This thread title needs to be changed, it has nothing to do with curve intersections.

With the clarity of hindsight, inspiration from @magicteddy and curiosity about the effect of sorting cull patterns by area, I refactored my code.

Yesterday’s version ‘21b’ was an advanced exercise in managing data trees. This effort has a lot of flattening because all the ungrouped components at the top construct just one tiled hexagon. The gray group copies that to all the points in the HexGrid and the purple group sorts the cull patterns (once!) by the sum of areas of the un-culled (white) tiles.

Finally, the white group implements the attractor point and remaps its distance from each HexGrid point, used as a lookup index to the sorted cull patterns.

Results? Easier to understand and modify, faster and perhaps better cull patterns. Peace of mind.
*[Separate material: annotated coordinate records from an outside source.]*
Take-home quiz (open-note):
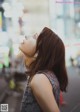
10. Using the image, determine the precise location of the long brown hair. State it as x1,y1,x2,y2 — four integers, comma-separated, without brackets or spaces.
27,27,68,91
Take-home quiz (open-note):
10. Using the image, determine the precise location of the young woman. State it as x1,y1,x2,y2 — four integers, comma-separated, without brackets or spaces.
19,27,68,112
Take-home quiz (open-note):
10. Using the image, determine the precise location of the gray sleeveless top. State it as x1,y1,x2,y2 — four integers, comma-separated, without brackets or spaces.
20,71,60,112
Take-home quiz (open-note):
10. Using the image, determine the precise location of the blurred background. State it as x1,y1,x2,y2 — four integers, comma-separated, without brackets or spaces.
0,0,80,112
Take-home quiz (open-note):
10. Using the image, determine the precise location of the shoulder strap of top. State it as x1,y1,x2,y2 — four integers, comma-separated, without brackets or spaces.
37,70,59,88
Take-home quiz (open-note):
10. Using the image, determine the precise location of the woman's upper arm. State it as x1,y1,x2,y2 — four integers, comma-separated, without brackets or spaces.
30,74,60,112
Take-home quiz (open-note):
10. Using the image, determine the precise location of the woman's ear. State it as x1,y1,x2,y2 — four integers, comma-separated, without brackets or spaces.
25,57,35,67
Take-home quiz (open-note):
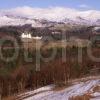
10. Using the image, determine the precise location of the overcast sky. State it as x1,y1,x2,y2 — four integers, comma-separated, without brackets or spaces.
0,0,100,10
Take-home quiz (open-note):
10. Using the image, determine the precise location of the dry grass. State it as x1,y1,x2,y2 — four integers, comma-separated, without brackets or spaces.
69,94,92,100
93,85,100,92
2,96,16,100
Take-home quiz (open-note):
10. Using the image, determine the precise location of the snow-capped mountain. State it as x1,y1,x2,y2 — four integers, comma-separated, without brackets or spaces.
0,7,100,27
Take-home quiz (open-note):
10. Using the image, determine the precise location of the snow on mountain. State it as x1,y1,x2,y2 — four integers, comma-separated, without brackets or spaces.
0,6,100,27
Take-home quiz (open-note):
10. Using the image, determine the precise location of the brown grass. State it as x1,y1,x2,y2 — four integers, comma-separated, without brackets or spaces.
69,94,92,100
93,86,100,92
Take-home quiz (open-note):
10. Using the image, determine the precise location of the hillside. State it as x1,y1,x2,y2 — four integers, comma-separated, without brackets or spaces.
18,77,100,100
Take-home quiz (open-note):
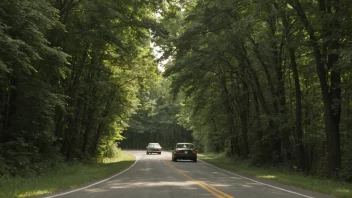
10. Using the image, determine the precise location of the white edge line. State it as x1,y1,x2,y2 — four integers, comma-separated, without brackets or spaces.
199,160,314,198
45,154,139,198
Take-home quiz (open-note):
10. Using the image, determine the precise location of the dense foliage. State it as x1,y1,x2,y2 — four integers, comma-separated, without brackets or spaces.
0,0,163,176
160,0,352,179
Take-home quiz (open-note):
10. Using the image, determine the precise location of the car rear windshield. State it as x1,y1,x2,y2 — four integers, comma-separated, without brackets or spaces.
149,143,160,147
176,144,193,149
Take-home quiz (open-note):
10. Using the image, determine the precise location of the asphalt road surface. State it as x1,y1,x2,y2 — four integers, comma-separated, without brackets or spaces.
46,151,331,198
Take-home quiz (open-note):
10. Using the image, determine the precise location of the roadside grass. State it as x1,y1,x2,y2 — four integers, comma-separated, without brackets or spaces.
198,153,352,198
0,151,135,198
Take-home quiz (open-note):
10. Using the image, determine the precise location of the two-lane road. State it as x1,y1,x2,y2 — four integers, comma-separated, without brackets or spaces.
47,151,330,198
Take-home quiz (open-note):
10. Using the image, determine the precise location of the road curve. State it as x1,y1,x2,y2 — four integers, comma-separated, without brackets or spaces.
46,151,332,198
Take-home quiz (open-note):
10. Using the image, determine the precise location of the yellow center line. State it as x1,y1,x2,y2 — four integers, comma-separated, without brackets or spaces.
163,161,233,198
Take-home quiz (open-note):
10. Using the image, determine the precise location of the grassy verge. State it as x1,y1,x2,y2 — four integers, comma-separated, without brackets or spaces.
198,154,352,198
0,152,135,198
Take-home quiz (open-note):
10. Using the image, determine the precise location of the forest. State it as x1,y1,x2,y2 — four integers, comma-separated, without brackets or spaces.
0,0,352,181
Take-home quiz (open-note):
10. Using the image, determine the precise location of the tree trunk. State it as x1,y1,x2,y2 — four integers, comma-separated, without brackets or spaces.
289,48,306,170
290,0,341,177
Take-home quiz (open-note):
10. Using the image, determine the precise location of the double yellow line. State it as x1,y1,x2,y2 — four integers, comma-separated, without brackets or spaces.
164,161,234,198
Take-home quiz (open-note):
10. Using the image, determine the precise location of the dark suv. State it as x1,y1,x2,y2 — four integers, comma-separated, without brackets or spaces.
172,143,198,162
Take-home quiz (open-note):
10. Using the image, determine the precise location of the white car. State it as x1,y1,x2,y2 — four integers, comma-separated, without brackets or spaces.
146,143,161,155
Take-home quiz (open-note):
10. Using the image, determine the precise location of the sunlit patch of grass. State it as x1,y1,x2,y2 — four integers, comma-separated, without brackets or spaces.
0,152,135,198
198,153,352,198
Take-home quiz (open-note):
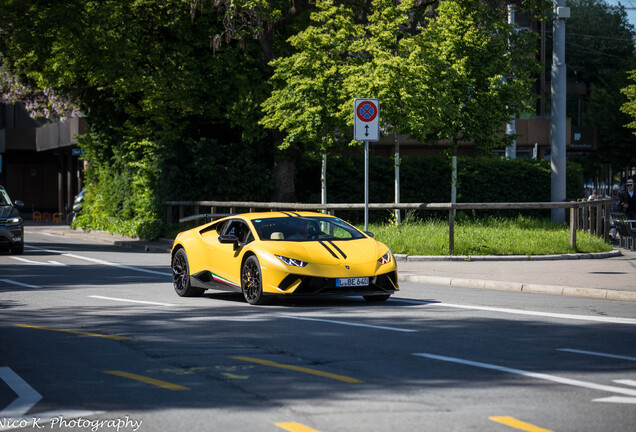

Hexagonal_Tile _2023Feb22a.gh (33.5 KB)


After studying yours and Magic’s scripts, I’ve realised the pattern is far more complex and can’t be achieved without custom code. Is there a way to have more control over the pattern colours? I’m trying to mimic a 3-dimensional effect of the 2D tiles. In the zoomed-in image, they’re three differentiating shades of black and white separated by red, blue and green. Can this be achieved?

Black Pattern Logic:

White Pattern Logic:

I’ve also notice your pattern is slightly different transition when going from black and white, is there a way to make it more like magic’s logic?